Amazon MemoryDB Introduces General Availability of Vector Search Feature

NewsAmazon MemoryDB Introduces General Availability of Vector Search Feature

Announcing Vector Search for Amazon MemoryDB: Revolutionizing Real-Time ML and Generative AI Applications

Today, Amazon Web Services (AWS) has announced the general availability of vector search for Amazon MemoryDB. This new capability allows you to store, index, retrieve, and search vectors, enabling the development of real-time machine learning (ML) and generative artificial intelligence (AI) applications with in-memory performance and multi-Availability Zone (multi-AZ) durability.

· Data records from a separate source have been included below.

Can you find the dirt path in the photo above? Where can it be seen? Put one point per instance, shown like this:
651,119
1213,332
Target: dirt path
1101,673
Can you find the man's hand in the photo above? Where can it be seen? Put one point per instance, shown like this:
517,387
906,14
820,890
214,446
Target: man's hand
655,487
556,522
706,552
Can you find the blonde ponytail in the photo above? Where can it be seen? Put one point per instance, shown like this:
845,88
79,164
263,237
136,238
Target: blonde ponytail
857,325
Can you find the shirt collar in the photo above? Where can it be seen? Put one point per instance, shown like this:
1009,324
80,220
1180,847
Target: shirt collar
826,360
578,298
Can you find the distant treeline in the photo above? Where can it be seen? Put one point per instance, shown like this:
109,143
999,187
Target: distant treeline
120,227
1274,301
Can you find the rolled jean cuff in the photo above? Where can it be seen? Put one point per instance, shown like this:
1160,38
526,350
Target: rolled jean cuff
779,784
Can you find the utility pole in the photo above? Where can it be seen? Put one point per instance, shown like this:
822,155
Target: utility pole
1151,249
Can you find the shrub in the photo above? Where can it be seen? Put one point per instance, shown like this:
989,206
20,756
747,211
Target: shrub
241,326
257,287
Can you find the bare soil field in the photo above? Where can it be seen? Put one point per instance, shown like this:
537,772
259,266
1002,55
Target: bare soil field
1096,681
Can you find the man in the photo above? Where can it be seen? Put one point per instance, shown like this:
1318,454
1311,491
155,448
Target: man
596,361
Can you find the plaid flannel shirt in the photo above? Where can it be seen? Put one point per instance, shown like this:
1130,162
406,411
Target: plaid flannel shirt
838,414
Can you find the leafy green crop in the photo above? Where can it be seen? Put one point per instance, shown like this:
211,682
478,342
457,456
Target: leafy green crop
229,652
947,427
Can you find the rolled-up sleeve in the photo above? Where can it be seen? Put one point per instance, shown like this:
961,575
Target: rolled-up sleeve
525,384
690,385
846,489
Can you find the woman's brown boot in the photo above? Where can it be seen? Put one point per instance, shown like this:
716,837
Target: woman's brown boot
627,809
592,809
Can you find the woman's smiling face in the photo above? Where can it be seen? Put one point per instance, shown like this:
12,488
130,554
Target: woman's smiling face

Key Highlights of the Vector Search Feature

With this launch, Amazon MemoryDB offers the fastest vector search performance with the highest recall rates among popular vector databases on AWS. This means you no longer have to compromise on throughput, recall, and latency—three key factors that often conflict with one another in traditional database systems.

You can now use a single MemoryDB database to store your application data and millions of vectors, achieving single-digit millisecond query and update response times at the highest levels of recall. This simplifies your generative AI application architecture, delivering peak performance while reducing licensing costs, operational burdens, and the time required to derive insights from your data.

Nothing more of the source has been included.